If January was the figurative spring in this story, February was the unexpected, unexplainable, freak blizzard that dumped three feet of snow all over, covering green grass, black dirt, and budding flowers. The snow will quickly melt, the garden will recover, and the grass will grow, but that storm sure set things back.
Perhaps this is what I should have expected, what with two prescribed blood tests per week for a month and all. It was nice, and most definitely a gift that I stayed out of the hospital, but three slow-passing weeks of utter fatigue can get to a guy. It wasn’t just the fatigue, either. I watched too much T.V.
Speaking of the Olympics, most of you know this, but there’s been some steroid-use in my life these last few years. I was on prednisone for Crohn’s prior to the cancer, and the treatment for lymphoma included a couple passes of the stuff, too. It’s nothing that would negate my gold medal, but medicine like that shuts down adrenal glands right quick, and they don’t recover in a hurry either. Six to twelve months is what I’ve heard, and that’s without any subsequent steroids, which won’t be my case. Maintenance therapy includes one week of prednisone every month for the next year.
So I guess what I’m saying is, could you pray with me that I’d find strength and stamina (and good spirits) some other way? There’s a whole lotta life to be lived, and there’s a whole bunch of people (myself included) expecting me to start living it really soon. You remember what it’s like to have to go back to school after Christmas Break? Well, this wasn’t exactly Christmas Break, but imagine crawling back into life after nine months of relative simplicity and inactivity. Though suffering took much time and much of me, it was a relatively uncomplicated routine. Life’s normally not much like that.

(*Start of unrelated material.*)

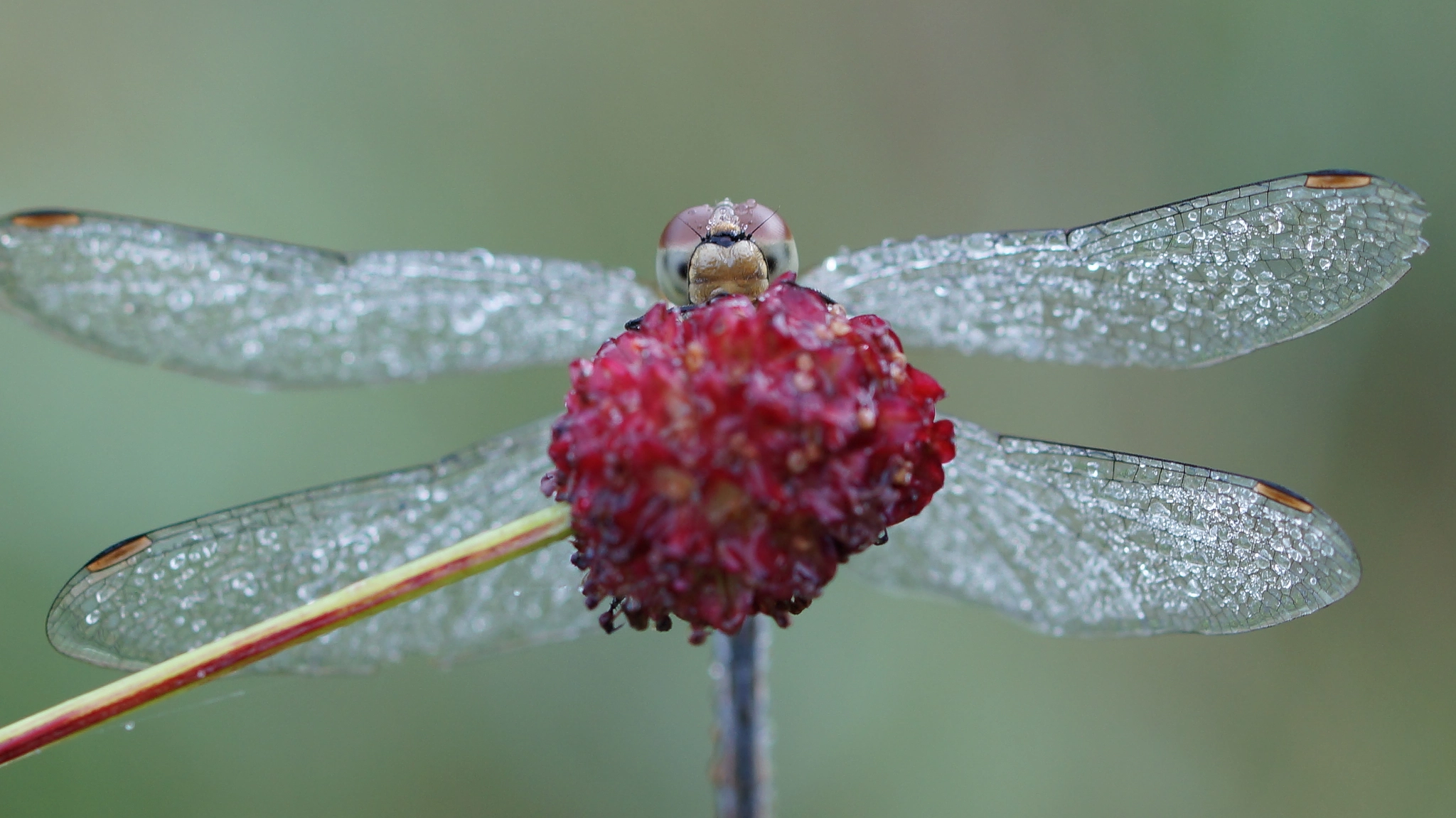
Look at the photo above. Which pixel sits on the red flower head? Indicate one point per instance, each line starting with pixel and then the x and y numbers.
pixel 722 461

Good things have happened these last three weeks: Girl Scout cookies are in, and things always look better with a caramel delight in hand (and three in your belly). I’m within two pounds of 130. This is the first time since last May that I’ve been anywhere near my normal weight. Eli’s taken quite a liking to me. He smiles huge when I talk to him. He’s been sleeping through the night, too. Aedan’s in his big boy bed now – he can get out whenever he likes – so we’ve been up earlier and earlier these days. We made it to the Rochester L’Abri Conference a few weeks back. And although I was too exhausted (and Jen too occupied with Eli) to take in every session, the ones we made were good for the insides. Good conversation, the drive was nice, and I sat in a hot tub for the first time in a year.
There’s really so much more to be thankful for, and it does make a difference when I make an effort to “count my blessings.” I really should’ve been doing that more these last few weeks. I’ve more or less been quite a grump, avoiding people for the fear that I might say something I shouldn’t, and biting my tongue just enough to stay out of trouble. Still, home has been the refuge a home is meant to be. Jen’s incredible. Few could live with me when I’m like this, and she does it with such grace. Aedan’s been full of good cheer and humor, beyond a doubt one of my favorite people to hang out with. And Eli’s been just plain pleasant and easy-going, with occasional (and short-lived) bouts of unstoppable wailing. But even his wailing has some pleasing overtones, so long as he’s in a room down the hall with the door closed.
We’ve got plans to drive north to see my mom and dad this weekend. It’ll be the first time there since October. I’ll wrap up this week with one more blood test (shouldn’t be any need for a transfusion… my white counts are low but okay, and you can’t fix those with a transfusion anyway). Next week I meet with my doctor for the first time since I was in the hospital last. I think we may be beginning maintenance therapy then, and I can start seeing a physical therapist and all as well. I’m hoping some exercise will help my mood some, as well as building back some stamina and such.
Anyhow, thank you all who are reading this for hanging with me. And much gratitude to many for the continued support. We’ve been abundantly provided for. My apologies for not posting an update in awhile. You’ve probably noticed we’ve made some significant changes to the website. That’s been partly what has occupied me recently. Take a moment to browse, if you have the time.
Lastly, to bring perspective to my detailed accounts of fatigue, my grumpy disposition, and frivolous mention of cookies and hot tubs, I noticed the front-page headline in the New York Times today was: “Refugee Crisis Grows as Darfur War Crosses a Border.” The plight of so many in Sudan has come to weigh heavily on our hearts since a few months into my battle with cancer. Several refugee families belong to our congregation. Their relatives are still over there. We’ve posted a link on our “Connections” page to World Vision. There’s a convenient way there to provide some practical relief to families in Sudan in the midst of their suffering. Please take a moment to read up on the details of their need and our ability to help, and consider whether this might be an opportunity for you to do so.
Thank you for your concern for me in my suffering. May the help you’ve offered me be as accessible to many.